Gold is growing fond of the taste of tea.
"I knew he just needed a friend," Daisy says, pouring MooMoo milk into her own beverage. "My brother was a bully when he was a kid. Pushed everyone away, you know? Even Red. And he always blamed it on someone else, on me, on Grandpa, and on Red."
"He gets it now, I think," Gold informs her, taking a sip of his hot drink, "he's been telling the same advice to me."
"I'm glad," Daisy murmurs softly, stirring her tea. She stares longingly into it.
"Daisy!" The door slams open and Blue barges in.
"Would you please stop slamming my door?" Daisy asks softly, looking up. Blue just scoffs, strides across the room and grabs Gold's arm.
"Hey!"
"Don't you 'hey' me, kid," Blue snaps, "I'm making sure that none of this Red nonsense happens to you."
Blue is relaxed.
The sun shines warmly on his head, and he reclines on his chair, stretching and settling down again.
"This is way better than being cooped up in that dumb gym," he mumbles aloud, folding his arms behind his head. "Dont'ch'a think, Red?"
The crimson-eyed trainer says nothing, leaning on the railing and watching the sun slowly head down toward the horizon. His Pikachu, looking properly plump again already, rests on his shoulder, ears twitching lazily.
"Hey, what'd I miss?" Gold's too-loud voice cuts through the air as he bursts through the door to the deck. Red doesn't even flinch.
"Oh, nothin'. Trying to have a conversation with this chatterbox, like usual."
Blue directs his gaze to the sky.
He wonders when they'll reach the bank of the Hoenn region. His fingers once again find the updated Pokedex that he and his companions were given by Professor Oak. They were to scope out the new region, collect more information. Their only other instruction was from Daisy, who said "Don't leave each other behind. You're not rivals, you're not champions, you're friends. This is a vacation. You're not allowed to stress anymore. Be kids."
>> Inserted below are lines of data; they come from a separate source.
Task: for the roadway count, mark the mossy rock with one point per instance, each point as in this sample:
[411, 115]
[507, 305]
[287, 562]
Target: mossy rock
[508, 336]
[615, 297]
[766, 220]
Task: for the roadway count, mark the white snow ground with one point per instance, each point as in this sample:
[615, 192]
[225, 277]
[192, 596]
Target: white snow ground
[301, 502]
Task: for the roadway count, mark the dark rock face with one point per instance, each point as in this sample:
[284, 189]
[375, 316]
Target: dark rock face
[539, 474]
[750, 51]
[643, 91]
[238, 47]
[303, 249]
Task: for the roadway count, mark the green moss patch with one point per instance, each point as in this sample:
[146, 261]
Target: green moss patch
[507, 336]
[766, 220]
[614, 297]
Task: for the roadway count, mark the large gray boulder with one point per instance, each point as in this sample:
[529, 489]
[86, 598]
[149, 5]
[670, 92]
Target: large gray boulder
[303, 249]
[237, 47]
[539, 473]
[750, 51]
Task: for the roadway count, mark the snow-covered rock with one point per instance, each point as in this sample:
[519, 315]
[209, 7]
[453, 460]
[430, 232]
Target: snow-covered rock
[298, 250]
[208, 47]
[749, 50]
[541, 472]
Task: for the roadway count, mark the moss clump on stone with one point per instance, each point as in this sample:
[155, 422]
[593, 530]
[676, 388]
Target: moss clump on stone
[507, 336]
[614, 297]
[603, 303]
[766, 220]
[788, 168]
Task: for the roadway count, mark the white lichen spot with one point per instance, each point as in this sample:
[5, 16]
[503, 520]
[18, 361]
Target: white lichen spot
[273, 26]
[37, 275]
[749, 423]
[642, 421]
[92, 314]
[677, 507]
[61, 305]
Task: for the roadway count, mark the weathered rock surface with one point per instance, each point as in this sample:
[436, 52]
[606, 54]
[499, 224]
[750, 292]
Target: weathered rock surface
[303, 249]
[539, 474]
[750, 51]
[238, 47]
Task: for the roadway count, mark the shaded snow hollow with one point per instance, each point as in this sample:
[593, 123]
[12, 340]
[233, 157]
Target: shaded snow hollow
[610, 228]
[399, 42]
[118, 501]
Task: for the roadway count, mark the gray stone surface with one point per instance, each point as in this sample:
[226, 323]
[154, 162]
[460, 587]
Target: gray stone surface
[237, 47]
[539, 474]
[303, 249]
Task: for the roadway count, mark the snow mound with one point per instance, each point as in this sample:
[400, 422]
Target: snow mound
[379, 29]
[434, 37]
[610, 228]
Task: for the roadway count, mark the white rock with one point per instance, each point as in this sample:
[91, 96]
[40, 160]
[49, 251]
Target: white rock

Like his sister could stop him from challenging the Pokémon League in Hoenn. No shame in testing his skills. The look in Gold's eyes when Daisy had said it clearly stated that he was thinking the same thing.
He wasn't living in Red's shadow anymore. He wasn't second best anymore. He wasn't a reject anymore.
This was his journey, their journey.
Gold hands him some gross-looking fruity drink, and then takes one to Red, who takes it and doesn't drink it. The kid plops down in his own seat and sighs loudly and contentedly.
Blue mimics it with a sigh of his own.
Blue is his own person.
And he is going on a Pokémon journey with his best friends.